Netherlands fans’ recommended venue:

Betty’s (240 King St. E, 416-368-1300)

As legend has it, some time in 2008 a Dutch friend of this east-side joint’s owner stood on top of the bar on Dutch Liberation Day and sang the national anthem. Ever since then, says manager Anne-Marie Andersen, Betty’s has been one of the city’s regular gathering spots for footy fans dressed in orange. “We’ve ordered cases and cases of Grolsch,” she assures, but says as much as she loves her patrons, she hopes the Netherlands places second at best. Why? “My husband is Irish,” she says.

German fans’ recommended venue:

The Musket (40 Advance Rd., 416-231-6488)

Opened 32 years ago by Munich native Helmut Enzer and named after his hobby of collecting antique guns – five of which are displayed on the walls – The Musket can pack in hundreds and it can get rowdy. For efficiency’s sake, wienerschnitzel will be the only food item served and you can wash it down with a Hacker-Pschorr weisse bier. For Euro 2012, Mr. Enzer will unveil a brand new projector and a screen that’s 16 feet wide.

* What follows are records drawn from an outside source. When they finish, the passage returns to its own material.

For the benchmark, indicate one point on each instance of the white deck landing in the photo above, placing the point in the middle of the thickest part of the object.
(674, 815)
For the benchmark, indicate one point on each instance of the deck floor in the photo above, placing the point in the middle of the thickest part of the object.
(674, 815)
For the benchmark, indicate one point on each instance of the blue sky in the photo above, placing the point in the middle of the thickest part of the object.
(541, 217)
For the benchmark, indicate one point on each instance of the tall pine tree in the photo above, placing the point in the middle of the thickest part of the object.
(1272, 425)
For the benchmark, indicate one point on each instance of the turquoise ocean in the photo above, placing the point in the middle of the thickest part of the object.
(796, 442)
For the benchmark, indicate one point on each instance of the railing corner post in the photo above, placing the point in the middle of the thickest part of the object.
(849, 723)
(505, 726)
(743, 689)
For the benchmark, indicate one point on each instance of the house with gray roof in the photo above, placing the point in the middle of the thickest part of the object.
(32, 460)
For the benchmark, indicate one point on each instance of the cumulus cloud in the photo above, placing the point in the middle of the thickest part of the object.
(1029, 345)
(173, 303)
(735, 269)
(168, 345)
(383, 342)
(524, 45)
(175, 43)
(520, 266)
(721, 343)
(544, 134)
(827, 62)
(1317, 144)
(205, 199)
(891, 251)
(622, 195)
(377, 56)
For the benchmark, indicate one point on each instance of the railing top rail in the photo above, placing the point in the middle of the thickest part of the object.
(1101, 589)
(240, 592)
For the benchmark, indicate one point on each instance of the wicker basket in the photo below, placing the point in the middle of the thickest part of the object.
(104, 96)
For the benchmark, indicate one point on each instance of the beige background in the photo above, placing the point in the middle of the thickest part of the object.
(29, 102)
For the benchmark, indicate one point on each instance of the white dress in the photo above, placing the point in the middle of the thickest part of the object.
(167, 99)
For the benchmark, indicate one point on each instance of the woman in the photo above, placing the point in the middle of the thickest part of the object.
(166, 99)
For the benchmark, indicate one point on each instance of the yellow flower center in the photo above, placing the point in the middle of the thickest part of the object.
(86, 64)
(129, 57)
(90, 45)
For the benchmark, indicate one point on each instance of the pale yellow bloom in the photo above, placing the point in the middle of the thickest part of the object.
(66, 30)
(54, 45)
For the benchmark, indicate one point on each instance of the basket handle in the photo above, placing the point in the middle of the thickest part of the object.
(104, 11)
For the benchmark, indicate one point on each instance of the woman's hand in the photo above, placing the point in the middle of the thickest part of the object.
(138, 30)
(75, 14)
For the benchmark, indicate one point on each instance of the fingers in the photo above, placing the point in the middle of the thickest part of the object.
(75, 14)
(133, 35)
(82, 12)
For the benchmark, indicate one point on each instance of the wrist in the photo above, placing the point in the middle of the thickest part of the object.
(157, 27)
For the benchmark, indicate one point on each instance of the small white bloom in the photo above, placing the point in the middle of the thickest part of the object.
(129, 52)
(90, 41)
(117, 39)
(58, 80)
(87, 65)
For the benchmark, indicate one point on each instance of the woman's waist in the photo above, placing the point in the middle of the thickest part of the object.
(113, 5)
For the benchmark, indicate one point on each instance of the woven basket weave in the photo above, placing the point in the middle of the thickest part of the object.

Monday, June 18, 2:45 p.m.

Italy vs. Ireland

Italy will be hoping the past does not come back to haunt it, with Giovanni Trapattoni, the one-time Italy coach and Godfather of Italian soccer, bringing his men in green to do battle with Cesare Prandelli, the current Italy coach who played under his predecessor at Juventus. After missing out on the World Cup two years ago – they fell at the hand of a certain Frenchman, you might remember – the Irish will certainly want to revel in their first major tournament appearance in 10 years. Then again, since when do the Irish need an excuse for revelry?

Italian fans’ recommended venue:

Il Gatto Nero (720 College St., 416-536-3132)

In business since 1960, Il Gatto Nero is the best place for footy fans who are also foodies. In fact, one of “The Cat’s” sixteen pizzas and a couple Morettis will make anyone root for the Tricolore. In the heart of Little Italy on College, the restaurant draws natives but also a very international crowd, something that the owner’s son Michael Raviele says is how his family likes it. “Just because we’re Italian doesn’t mean we’ll throw the Irish out,” he promised.

Irish fans’ recommended venue:

Irish Embassy (49 Yonge St., 416-866-8282)

With a copper-top bar, twenty-five-foot ceilings and marble columns and floors, the Irish Embassy may be the most gorgeous setting to view a match. General manager Rory Kowdrysh says food specials will be Guinness beef stew, black pudding, corned beef and cabbage. For a whisky, he recommends the Greenore eight-year-old, three times fermented. “Or, if someone is really feeling Irish, we have Jameson rare vintage,” says Mr. Kowdrysh. “But that’s if they’re in a really happy mood. It’s $42 a shot.”